私は今、パスツールを生んだフランスにある会社HYPHEN BioMedで、出血及び血栓症の診断薬を開発しています。
奈良先端大へは2002年に入学し、構造生物学研究室 (箱嶋先生) で蛋白質科学の基礎を2年間学び2004年に修士課程を修了しました。
そこで学んだことは、研究の一貫性と、ストーリーの重要性 ”Make a story” であり、それは今でも大切にしています。
構造生物学に興味を持った動機は、構造決定することによって、そのタンパクが自然界でどのように働いているのかを視覚化して説明できることです。
それまで論文や教科書で見ていた単純化された模式図を、実際のものとして視覚的に示すことができるのです。また、一度決定した構造はよほどの事がない限り覆ることはありません。
但し、研究の目的は構造を決定することではなく、決定した構造に基づいて生物学上の問題を解明することです。それは当然、より多くの人が疑問に感じていることや、解明される事実がより大きな影響を与えることであった方が多くの人の目に留まります。
どのタンパクをターゲットとして構造解析を行うのか、そのタンパクがどのような機能を持ち、どのように相互作用しているのかを含めて、ストーリーを作り上げていくことがとても大切であるということです。
これは現在の私の仕事である、ものづくり、商品開発でも同様であり、開発を始める前にどれだけ具体的にかつ詳細にストーリーを作り上げるかによって、そのプロジェクトの内容が変わります。
商品開発におけるストーリーは、商品企画であり、製品仕様なのですが、市場(顧客)から何が求められているのかを、より早い段階で具体的に理解し取り入れることで効率よくプロジェクトを進めることができます。
またそれはリーダーだけでなく、個々のプロジェクトメンバーが考えて理解しておくことで一貫性を維持できます。

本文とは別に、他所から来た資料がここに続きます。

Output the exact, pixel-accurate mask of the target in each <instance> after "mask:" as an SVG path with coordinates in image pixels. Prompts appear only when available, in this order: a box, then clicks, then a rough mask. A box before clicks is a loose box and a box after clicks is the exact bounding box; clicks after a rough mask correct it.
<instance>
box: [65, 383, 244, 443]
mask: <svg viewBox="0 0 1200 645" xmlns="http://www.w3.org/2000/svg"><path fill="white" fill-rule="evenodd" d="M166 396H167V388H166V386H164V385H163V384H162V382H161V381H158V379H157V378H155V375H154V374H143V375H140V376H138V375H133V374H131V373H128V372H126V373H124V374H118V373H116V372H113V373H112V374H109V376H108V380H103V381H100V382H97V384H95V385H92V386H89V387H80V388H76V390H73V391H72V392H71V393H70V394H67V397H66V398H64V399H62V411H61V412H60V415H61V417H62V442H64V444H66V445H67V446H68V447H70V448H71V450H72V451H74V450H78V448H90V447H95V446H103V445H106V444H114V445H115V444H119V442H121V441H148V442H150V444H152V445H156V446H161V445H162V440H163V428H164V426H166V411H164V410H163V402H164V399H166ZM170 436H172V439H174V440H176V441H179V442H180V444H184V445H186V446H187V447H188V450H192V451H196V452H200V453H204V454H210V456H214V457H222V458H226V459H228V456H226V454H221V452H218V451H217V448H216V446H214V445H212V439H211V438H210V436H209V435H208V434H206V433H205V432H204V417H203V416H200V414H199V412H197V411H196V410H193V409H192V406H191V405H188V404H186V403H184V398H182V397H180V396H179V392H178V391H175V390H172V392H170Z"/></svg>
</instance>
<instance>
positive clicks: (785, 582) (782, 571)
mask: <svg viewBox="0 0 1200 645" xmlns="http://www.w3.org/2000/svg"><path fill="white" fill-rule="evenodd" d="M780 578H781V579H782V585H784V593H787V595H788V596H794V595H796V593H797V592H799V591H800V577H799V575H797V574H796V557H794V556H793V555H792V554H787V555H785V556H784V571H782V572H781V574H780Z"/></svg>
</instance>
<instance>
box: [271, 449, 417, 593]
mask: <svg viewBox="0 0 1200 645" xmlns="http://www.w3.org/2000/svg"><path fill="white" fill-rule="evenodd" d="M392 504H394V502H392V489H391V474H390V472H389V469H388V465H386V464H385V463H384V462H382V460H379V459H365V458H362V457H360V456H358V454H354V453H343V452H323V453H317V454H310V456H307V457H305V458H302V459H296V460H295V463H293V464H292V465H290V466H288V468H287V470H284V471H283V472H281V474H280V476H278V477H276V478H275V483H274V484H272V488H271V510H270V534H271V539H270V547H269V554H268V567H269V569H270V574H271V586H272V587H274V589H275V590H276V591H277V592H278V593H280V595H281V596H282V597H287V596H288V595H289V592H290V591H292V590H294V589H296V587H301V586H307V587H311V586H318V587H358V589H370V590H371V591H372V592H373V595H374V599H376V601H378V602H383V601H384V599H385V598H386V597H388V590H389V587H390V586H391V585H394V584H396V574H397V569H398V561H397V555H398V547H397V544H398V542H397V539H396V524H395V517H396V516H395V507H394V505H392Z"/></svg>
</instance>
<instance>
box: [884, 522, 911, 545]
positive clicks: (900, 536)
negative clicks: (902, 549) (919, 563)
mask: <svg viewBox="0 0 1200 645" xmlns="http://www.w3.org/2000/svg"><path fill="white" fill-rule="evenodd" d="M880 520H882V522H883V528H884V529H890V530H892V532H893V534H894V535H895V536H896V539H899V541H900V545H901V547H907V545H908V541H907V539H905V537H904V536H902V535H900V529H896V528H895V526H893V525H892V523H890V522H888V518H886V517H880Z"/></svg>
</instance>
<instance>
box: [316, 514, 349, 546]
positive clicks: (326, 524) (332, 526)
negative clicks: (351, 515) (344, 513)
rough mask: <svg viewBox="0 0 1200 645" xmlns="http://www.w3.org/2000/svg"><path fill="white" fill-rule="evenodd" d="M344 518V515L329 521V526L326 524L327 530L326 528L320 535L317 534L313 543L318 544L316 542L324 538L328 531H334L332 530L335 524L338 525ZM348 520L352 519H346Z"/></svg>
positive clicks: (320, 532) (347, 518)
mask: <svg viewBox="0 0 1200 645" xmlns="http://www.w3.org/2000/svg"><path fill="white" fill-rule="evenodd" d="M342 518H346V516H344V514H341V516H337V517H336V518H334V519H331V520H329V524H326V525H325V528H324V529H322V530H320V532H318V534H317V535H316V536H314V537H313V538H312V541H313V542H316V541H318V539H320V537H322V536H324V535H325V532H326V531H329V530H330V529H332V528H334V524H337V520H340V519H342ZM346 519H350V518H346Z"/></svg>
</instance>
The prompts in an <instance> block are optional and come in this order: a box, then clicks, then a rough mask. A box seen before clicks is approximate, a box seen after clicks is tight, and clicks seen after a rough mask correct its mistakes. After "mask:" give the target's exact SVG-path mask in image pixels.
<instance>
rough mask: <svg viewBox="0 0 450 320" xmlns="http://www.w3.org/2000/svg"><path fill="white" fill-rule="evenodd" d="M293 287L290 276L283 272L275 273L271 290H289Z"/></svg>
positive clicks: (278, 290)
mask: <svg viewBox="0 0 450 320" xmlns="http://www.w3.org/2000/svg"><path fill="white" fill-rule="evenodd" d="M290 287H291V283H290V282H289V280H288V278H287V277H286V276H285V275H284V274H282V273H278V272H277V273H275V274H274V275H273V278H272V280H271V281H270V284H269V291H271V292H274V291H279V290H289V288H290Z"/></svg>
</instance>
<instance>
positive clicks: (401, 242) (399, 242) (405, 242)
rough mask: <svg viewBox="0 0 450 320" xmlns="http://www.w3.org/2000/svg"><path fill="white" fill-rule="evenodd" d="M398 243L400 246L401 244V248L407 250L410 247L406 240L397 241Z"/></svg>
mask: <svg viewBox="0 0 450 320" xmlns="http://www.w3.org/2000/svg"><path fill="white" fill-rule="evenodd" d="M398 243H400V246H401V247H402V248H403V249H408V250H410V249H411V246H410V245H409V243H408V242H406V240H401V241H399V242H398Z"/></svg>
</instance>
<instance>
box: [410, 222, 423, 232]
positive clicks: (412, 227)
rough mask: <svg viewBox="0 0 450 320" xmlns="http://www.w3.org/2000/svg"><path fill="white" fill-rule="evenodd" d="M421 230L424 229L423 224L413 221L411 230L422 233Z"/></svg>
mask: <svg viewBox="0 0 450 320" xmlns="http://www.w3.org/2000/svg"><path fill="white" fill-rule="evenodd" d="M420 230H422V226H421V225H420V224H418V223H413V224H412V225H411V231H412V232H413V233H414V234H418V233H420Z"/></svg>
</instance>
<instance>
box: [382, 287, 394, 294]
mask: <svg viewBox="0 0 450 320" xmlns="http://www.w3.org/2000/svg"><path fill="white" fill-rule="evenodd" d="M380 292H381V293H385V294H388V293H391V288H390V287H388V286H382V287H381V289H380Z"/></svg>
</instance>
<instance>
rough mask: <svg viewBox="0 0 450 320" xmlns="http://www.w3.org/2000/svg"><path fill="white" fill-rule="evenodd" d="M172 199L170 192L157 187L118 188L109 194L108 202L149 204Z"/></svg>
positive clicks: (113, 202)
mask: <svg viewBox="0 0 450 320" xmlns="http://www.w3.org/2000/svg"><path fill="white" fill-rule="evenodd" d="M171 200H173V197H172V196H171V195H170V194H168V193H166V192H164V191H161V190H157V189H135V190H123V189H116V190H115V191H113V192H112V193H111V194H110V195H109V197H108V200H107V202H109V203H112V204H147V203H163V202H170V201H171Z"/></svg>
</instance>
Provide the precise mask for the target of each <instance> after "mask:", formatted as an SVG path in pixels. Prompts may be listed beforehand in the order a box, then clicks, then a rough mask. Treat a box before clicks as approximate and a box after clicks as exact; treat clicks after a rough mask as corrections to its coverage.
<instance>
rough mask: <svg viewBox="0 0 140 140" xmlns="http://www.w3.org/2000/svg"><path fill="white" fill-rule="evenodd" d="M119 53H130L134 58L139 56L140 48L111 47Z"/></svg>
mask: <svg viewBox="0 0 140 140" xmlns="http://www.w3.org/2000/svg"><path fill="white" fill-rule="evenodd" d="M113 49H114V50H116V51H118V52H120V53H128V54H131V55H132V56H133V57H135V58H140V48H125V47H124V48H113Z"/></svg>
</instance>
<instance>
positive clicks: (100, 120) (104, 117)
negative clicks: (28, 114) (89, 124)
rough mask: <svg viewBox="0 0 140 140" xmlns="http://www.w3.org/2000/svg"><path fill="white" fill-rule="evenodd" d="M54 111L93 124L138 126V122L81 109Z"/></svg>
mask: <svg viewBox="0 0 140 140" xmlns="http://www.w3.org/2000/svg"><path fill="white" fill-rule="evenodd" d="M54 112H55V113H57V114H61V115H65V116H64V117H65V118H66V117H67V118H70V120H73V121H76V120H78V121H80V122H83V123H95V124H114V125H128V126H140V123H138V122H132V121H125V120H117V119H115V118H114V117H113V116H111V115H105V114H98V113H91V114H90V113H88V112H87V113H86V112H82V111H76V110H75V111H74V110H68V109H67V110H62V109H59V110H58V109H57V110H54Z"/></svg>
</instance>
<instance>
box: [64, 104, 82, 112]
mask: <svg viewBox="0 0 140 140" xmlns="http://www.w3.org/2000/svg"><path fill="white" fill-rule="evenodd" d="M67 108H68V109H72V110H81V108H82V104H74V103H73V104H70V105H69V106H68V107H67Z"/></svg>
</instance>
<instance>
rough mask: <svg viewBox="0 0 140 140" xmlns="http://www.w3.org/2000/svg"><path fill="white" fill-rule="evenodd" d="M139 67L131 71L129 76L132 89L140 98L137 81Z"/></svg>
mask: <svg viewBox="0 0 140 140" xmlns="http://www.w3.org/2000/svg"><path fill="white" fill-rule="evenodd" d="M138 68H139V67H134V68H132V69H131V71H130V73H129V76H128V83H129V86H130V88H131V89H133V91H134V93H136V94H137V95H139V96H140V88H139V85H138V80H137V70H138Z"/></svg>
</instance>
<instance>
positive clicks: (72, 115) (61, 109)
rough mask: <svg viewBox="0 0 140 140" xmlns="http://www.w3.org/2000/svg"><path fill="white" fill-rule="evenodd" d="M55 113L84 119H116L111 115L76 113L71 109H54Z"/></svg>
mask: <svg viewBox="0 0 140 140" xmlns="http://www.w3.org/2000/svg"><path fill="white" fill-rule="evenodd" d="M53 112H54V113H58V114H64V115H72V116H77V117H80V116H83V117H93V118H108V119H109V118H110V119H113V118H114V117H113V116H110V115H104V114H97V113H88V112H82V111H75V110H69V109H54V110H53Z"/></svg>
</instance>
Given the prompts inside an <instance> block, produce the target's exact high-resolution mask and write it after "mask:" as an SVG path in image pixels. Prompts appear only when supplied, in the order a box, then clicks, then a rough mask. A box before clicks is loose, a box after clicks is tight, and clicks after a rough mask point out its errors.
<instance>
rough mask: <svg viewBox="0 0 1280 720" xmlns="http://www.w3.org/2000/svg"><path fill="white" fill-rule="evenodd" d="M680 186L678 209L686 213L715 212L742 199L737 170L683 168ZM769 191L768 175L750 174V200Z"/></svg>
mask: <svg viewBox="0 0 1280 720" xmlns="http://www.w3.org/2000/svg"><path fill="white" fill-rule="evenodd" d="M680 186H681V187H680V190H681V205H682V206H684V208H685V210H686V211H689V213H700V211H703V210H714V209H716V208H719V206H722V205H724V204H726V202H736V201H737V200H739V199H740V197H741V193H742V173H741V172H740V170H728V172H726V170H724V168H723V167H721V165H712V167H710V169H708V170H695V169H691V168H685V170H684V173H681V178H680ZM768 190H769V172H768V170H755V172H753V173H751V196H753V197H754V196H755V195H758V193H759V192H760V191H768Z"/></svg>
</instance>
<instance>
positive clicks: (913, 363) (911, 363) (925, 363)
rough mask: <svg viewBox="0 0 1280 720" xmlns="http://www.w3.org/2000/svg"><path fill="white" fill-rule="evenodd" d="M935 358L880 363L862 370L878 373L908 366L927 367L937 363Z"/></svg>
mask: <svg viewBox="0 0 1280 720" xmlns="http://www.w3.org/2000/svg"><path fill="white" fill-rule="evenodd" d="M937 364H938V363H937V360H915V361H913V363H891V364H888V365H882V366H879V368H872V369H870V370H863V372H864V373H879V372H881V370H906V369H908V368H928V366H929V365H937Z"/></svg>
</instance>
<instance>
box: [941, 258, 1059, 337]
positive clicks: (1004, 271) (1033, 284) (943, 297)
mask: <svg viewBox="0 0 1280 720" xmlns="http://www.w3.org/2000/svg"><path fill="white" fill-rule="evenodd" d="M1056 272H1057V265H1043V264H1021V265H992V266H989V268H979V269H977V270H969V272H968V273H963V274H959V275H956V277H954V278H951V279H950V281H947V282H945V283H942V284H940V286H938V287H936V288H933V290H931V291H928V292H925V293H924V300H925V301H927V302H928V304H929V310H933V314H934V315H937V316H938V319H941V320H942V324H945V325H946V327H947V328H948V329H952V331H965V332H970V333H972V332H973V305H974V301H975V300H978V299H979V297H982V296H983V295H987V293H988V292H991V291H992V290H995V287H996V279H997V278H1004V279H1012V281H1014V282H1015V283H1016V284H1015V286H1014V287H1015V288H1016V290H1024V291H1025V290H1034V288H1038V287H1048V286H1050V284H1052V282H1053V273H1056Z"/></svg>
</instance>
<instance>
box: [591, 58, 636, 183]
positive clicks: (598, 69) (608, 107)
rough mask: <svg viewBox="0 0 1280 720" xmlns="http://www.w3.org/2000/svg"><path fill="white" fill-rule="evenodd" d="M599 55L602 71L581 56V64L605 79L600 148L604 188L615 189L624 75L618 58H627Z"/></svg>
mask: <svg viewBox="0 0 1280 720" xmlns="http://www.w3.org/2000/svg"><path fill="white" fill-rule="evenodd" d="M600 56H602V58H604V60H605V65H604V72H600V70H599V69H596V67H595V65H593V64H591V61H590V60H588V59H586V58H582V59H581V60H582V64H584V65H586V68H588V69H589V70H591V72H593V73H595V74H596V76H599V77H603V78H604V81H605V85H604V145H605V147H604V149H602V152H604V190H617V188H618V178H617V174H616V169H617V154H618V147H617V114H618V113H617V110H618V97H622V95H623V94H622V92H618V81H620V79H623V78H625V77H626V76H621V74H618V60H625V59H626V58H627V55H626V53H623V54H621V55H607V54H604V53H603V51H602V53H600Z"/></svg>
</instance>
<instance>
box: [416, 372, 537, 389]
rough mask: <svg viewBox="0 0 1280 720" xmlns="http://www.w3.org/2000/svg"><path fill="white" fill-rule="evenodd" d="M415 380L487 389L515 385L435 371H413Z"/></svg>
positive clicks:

一方で個々人がそれぞれのストーリーを持っていればディスカッションの内容は広がり、他人のアイデアに刺激を受けることで個々人及びプロジェクトの考えも更に深まります。
日本で学び、日本人としての誇りを持って現在の仕事に取り組んでいますが、科学の根底はどこでも共通で、奈良先端大で身に着けたScientist/Engineerとしての基本は大きく活かされています。
仕事で世界各地の研究者や、医療従事者とコラボレーションする機会がありますが、文化や背景は異なっても、事実は一つ。科学技術はお互いを理解するための共通言語です。
ところで、2013年に奈良先端大のキャッチコピーが決定されたようです。
「無限の可能性、ここが最先端 -Outgrow your limits-」
研究や科学技術の最先端で活躍したいなら、当然奈良先端大ですよね☆
<卒業後の略歴>
2004年から2010年までSYSMEX(神戸)で凝固検査の診断薬や、検査機器の解析アルゴリズム、アプリケーション開発を行ってきました。
元来色々なことに興味があるのですが、縁あってこの分野で仕事を続けており、外からの刺激を受けつつもここでの専門性に磨きをかけています。
様々なことに挑戦しているうちに、2011年からフランスで働くことになり、現在もフランスの診断薬メーカーHYPHEN BioMed (SYSMEX Group)で研究開発のマネージャーとして商品開発を行っています。
全人類の医療へ貢献する、世界に誇れる製品を作ることを目的に、日々邁進しています。